Giving the leopard the run of the chicken coop

This response was to a query as to why action had not been taken against Pohottuwa parliamentarians who flung chilli powder at the (then) Speaker, hurled books and toppled chairs in November 2018. Those boorish actions were not by chance; they had the deliberate objective to unconstitutionally overthrow the Government. But no punishment of rowdy parliamentarians transpired. Caught off-guard in 2022, the Ministerial explanation that the ordinary law of the land does not apply inside the House, will make poor Erskine May turn in his grave.

His nonsensical answer was rebutted by the Speaker who declared that no such ‘privilege’applies. But the Minister’s explanation unwittingly reflects reality. When has action been taken against the outrageous behaviour manifested by parliamentarians on the floor of the House at any time? That leads us to look askance at the strategy of a so-called ‘all party’ consensus to ‘build up the country,’ so energetically called for by the President. innocuous by itself, its risks are immediately evident.

The destruction that ‘strong’ Governments and ‘weak’ Oppositions have done to Sri Lanka is enormous. That trail of havoc can be traced back to the 1970’s. This is why we are bankrupt, our legal system is in tatters and the very basics of a functioning society in peril.  Imagine what colossal damage might ensue in the name of ‘building up Sri Lanka’ if there is no Opposition, weak or otherwise, at all? This would be like giving a fox (or in our case, a hungry leopard) the run of the chicken coop. A mass slaughter can only ensue, of remaining fragile democratic fetters on authoritarianism.

Asking the right questions 

So why do those who critically interrogate the ‘peaceful’ labelling of the GotaGoGama protests rarely question the violent reaction of the State? That signal failure demolishes the seeming logic of their argument, reducing condemnation of young protestors to irrational mutterings. Even the invasion of high State buildings, perhaps a mistake as well intentioned citizens would contend, was by unarmed Sri Lankans.
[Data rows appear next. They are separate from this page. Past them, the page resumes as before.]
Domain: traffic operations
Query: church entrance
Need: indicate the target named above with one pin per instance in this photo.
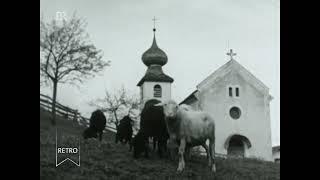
(236, 147)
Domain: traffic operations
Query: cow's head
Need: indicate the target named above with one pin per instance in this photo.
(170, 108)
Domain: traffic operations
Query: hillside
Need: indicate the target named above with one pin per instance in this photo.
(108, 160)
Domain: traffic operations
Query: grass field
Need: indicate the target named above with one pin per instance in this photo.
(107, 160)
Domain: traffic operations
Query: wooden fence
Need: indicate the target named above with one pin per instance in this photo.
(67, 112)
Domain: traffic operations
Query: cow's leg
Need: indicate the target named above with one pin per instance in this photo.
(212, 153)
(204, 145)
(187, 153)
(181, 154)
(155, 143)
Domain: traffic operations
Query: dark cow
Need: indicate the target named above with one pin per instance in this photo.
(152, 124)
(124, 131)
(97, 125)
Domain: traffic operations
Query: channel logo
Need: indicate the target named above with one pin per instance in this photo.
(67, 152)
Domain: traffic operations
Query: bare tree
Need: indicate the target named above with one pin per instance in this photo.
(66, 55)
(116, 104)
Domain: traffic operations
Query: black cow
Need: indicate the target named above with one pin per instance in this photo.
(97, 125)
(152, 124)
(124, 131)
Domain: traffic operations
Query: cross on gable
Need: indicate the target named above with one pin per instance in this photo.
(231, 54)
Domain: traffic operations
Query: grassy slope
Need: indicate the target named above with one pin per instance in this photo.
(108, 160)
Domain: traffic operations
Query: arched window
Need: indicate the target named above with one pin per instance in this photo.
(157, 92)
(230, 91)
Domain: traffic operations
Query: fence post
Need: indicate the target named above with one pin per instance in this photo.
(75, 117)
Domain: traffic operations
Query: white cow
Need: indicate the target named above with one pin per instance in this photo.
(192, 128)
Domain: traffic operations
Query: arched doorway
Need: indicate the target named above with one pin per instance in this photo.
(235, 145)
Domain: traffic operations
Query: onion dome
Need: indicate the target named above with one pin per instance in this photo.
(154, 55)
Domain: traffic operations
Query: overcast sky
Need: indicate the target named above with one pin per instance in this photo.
(194, 35)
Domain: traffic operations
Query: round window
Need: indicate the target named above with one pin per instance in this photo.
(235, 112)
They wandered through its luxurious spaces, marveled at the rarefied environs, cooked in the well stocked kitchens remembering times when their children had no bread to eat.

They sat at glossy tables and chairs in which atrocious decisions were made by rulers, bringing about their destitution as a country, as a people, as a society. Now, those very same young persons are being hunted, arrested. But the law is silent in regard to high state officials who engaged in corrupt acts. With reason, a magistrate questioned this week as to the basis of arrests of protestors brought before him, ‘what is the evidence that unlawful acts were committed?’ he asked pertinently. In some instances, professionals who provided water to protestors are being threatened with arrest.

What lunacy is this? Why are we silent?